Rund 67.000 Beschäftigte zählt die Branche derzeit, vor zehn Jahren waren es noch um zehn Prozent weniger Beschäftigte. Mit einer Vielzahl an Aktivitäten sollen sich noch mehr für diesen Bereich begeistern. Dazu gehört auch, dass Lehrberufe laufend an die Anforderungen der Wirtschaft und der Digitalisierung angepasst oder neu gestaltet. Applikationsentwicklung – Coding, E-Commerce-Kaufmann oder Informationstechnologie mit den Schwerpunkten Systemtechnik und Betriebstechnik sind nur drei Beispiele für neue Berufe, die seit 2018 erlernt werden können. Der Fachverband mahnt aber die Politik zu einer rascheren Umsetzung der Weiterentwicklungen der Berufsbilder. Um die Attraktivität zu erhöhen hat die Branche u.a. das Lehrentgelt um durchschnittlich 15 Prozent angehoben. Rund 1800 Lehrlinge profitieren davon.

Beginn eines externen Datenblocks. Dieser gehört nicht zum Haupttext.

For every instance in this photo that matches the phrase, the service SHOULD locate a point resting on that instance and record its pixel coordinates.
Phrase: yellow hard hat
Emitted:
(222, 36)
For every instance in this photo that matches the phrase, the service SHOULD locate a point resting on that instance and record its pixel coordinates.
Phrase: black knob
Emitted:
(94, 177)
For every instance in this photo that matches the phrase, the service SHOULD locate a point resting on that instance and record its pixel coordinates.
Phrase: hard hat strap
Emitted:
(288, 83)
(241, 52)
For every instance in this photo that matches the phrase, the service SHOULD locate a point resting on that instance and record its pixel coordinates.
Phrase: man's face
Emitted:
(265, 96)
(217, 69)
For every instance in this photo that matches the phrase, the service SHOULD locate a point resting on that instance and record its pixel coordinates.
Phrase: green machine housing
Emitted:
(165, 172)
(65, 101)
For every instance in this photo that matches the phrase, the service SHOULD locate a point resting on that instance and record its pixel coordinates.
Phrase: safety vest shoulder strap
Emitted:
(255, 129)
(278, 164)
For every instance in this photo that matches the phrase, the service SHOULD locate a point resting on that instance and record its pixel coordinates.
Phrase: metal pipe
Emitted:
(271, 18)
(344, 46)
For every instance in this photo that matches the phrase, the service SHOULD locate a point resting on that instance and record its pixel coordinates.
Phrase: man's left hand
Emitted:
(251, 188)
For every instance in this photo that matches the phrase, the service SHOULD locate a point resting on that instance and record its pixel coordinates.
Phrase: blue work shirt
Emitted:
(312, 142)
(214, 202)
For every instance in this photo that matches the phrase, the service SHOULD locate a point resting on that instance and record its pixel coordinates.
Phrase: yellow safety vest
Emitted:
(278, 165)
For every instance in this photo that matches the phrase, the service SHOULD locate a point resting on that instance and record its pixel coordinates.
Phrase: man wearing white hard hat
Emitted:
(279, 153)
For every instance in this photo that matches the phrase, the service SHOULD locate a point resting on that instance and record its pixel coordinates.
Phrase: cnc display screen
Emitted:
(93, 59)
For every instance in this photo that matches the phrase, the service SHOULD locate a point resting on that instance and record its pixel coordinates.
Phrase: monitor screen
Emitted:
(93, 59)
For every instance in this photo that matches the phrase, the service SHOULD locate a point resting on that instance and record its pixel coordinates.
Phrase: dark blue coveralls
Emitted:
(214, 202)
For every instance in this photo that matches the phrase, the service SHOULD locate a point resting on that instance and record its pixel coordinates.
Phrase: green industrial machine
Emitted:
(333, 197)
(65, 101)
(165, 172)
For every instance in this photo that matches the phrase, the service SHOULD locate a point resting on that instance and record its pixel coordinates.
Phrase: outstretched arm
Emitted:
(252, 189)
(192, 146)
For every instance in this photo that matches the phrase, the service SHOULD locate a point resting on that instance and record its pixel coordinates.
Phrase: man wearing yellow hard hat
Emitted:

Schneller mehr Studienplätze

Aber es brauche noch weitere Anstrengungen, ergänzt Roitner, wenn Österreich Vorreiter bei der Digitalisierung werden soll. "Ohne qualifizierte Mitarbeiter wird das ganze nicht funktionieren", sagt Roitner. Bildung werde dafür der wichtigste Hebel, doch gerade hier sieht er eine Schere aufgehen. Zwar würden sich immer mehr Jugendliche für eine technische Ausbildung interessieren, der Bedarf an qualifizierten Mitarbeitern lasse sich aber dadurch nicht decken. Den Fachkräftemangel gebe es nicht erst seit gestern. Als vor 20 Jahren die FH Technikum vom Fachverband gegründet wurde, sei der Fachkräftemangel mit ein Grund gewesen. "Doch der Ausbau der Studienplätze geht viel zu langsam voran." Im aktuellen Studienjahr mussten allein an der FH Technikum 1000 junge Leute abgewiesen werden, obwohl sie die Anforderungen für ein Studium erfüllen haben.

Viele Ausbildungsinteressierte erhofft sich die Branche durch die neuen Möglichkeiten der dualen Ausbildung. Das Konzept dahinter wurde ebenfalls im aktuellen Kollektivvertrag festgehalten. Entwickelt und erprobt wurde es von Siemens und der FH St. Pölten. Personen, die einen Maturaabschluss haben, können eine verkürzte Lehrausbildung in einem Mitgliedsunternehmen des Fachverbands und gleichzeitig ein Hochschulstudium absolvieren. Dafür gibt es monatlich knapp 1.900 Euro Mindestgehalt für die Dauer der verkürzten Lehrausbildung. Mit diesem Modell sollen Personen angesprochen werden, die keine technische Vorbildung haben. "Bildung und Forschung sind die beiden entscheidenden Faktoren für den Standort in Österreich", sagt Roitner. Daher werde aktuell noch eine zusätzliche Bildungsoption mit den Sozialpartnern verhandelt.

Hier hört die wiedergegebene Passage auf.